C’est en rêvant à Stefan Zweig que j’ai rapporté chez moi un blanc morave et un rouge autrichien. Moritz, le père de l’écrivain, était originaire du sud-est de l’actuelle République tchèque, une région de collines arborées et de vallées marécageuses où Petr Nejedlik et Andrea Nejedlíková, du domaine Dobra Vinice, produisent la cuvée Národní Park. Ses arômes de noix fraîche et sa bouche crissante révèlent une macération pelliculaire de müller-thurgau et de riesling.

Pour accompagner le millésime 2019, j’ai songé au Voyage dans le passé, l’histoire d’un homme et d’une femme qui se retrouvent longtemps après que s’est évanouie l’émotion des premiers jours, découvrant avec amertume à quel point est vaine la recherche du temps perdu. Moralité : le vin tiré, il faut le boire. C’était vrai aussi pour le pur blaufränkisch juteux et plein de fraîcheur de Judith Beck, dégusté après le vin de Moravie, une façon de reconstituer un empire défunt en me souvenant du séisme provoqué par l’écroulement de la monarchie austro-hongroise. Après avoir bu à Vienne le millésime 2018 de ce rouge de la région du Burgenland, près de la frontière avec la Hongrie et la Slovaquie, j’étais heureux de découvrir le 2021.

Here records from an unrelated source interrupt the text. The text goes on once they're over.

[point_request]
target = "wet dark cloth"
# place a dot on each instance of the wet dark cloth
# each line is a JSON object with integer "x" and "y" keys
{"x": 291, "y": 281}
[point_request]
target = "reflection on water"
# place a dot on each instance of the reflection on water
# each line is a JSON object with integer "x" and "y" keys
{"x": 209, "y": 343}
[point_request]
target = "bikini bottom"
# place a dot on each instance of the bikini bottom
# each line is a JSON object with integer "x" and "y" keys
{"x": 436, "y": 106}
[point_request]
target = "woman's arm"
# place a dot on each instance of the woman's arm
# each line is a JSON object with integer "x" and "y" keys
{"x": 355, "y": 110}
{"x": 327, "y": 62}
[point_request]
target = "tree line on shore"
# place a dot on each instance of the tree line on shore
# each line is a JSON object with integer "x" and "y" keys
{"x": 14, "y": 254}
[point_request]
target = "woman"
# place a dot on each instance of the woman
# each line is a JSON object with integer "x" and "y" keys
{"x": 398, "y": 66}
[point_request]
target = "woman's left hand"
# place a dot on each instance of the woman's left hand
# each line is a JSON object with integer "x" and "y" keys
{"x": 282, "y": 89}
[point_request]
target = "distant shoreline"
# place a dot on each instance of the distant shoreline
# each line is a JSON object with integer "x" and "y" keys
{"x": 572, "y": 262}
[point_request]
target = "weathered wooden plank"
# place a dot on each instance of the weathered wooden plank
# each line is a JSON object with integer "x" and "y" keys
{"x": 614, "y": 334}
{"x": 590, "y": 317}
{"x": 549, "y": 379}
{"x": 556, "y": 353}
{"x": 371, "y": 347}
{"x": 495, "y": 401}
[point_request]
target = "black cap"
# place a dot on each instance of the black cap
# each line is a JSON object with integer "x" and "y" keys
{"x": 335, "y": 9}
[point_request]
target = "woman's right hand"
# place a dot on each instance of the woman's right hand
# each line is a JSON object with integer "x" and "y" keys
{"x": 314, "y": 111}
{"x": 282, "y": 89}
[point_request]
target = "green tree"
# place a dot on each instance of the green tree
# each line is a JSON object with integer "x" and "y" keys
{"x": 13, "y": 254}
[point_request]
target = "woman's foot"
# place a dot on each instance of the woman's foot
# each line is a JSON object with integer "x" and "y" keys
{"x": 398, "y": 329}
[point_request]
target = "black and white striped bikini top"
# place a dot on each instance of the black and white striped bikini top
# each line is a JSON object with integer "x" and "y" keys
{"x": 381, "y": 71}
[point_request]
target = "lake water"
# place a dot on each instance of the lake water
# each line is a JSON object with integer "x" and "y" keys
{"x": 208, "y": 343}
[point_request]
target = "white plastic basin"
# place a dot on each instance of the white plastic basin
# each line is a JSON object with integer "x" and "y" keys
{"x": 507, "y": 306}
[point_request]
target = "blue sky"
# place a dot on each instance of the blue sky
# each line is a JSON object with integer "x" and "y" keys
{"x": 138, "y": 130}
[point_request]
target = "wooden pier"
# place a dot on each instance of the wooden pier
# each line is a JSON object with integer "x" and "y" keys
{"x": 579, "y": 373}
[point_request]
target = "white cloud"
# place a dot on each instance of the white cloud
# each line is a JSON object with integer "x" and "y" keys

L’acidité volatile bien présente m’a rappelé ceux qui n’aimaient pas ça et le titre d’une autre nouvelle de Stefan Zweig : Un Soupçon légitime. Le conteur délicat des intermittences du cœur n’était pas un “saint buveur”, comme son ami Joseph Roth, qui soignait sa mélancolie à la suze-mirabelle et au perniflard. Mais il ne prenait jamais un repas sans l’accompagner d’un verre de vin. Le patronyme Zweig, qui signifie branche, rameau ou brindille en allemand, n’est cependant pas relié par l’étymologie du zweigelt, un cépage métis, puissant et coriace, appréciable en Autriche quand il est vinifié simplement.

En ce moment :

C’est hélas tellement compliqué d’être simple. Cela vaut en littérature comme en viticulture, me disais-je, jeudi 16 novembre 2023, en relisant Le Joueur d’échecs sur la terrasse de la “maison de poupée” de Petrópolis, au Brésil, où le grantécrivain a passé ses derniers jours avant de se tuer, en compagnie de son épouse Lotte, le 23 février 1942. Kristina Michahelles, la directrice de la Casa Stefan Zweig, m’a permis d’y passer un après-midi contemplatif. Pour la remercier, j’avais apporté le millésime 2020 du chardonnay brésilien vinifié par Jean-Christophe Comor et Léa Vigroux dans le cadre du projet Pardinho de Beber.

Avant de partir, j’ai laissé dans la cuisine ce blanc gourmand qu’une légère macération a constellé de tanins et d’anthocyanes. Quelques mois plus tard, la directrice de la Casa Stefan Zweig m’a envoyé une photo pour me faire savoir que ce flacon avait été débouché entre amis dans un lieu choisi. C’est comme ça et pas autrement que ce vin rare a été bu à Teresópolis, au milieu des montagnes, dans la ville où l’écrivain écrasé par les folies de l’histoire a fêté ses 60 ans, le 28 novembre 1941.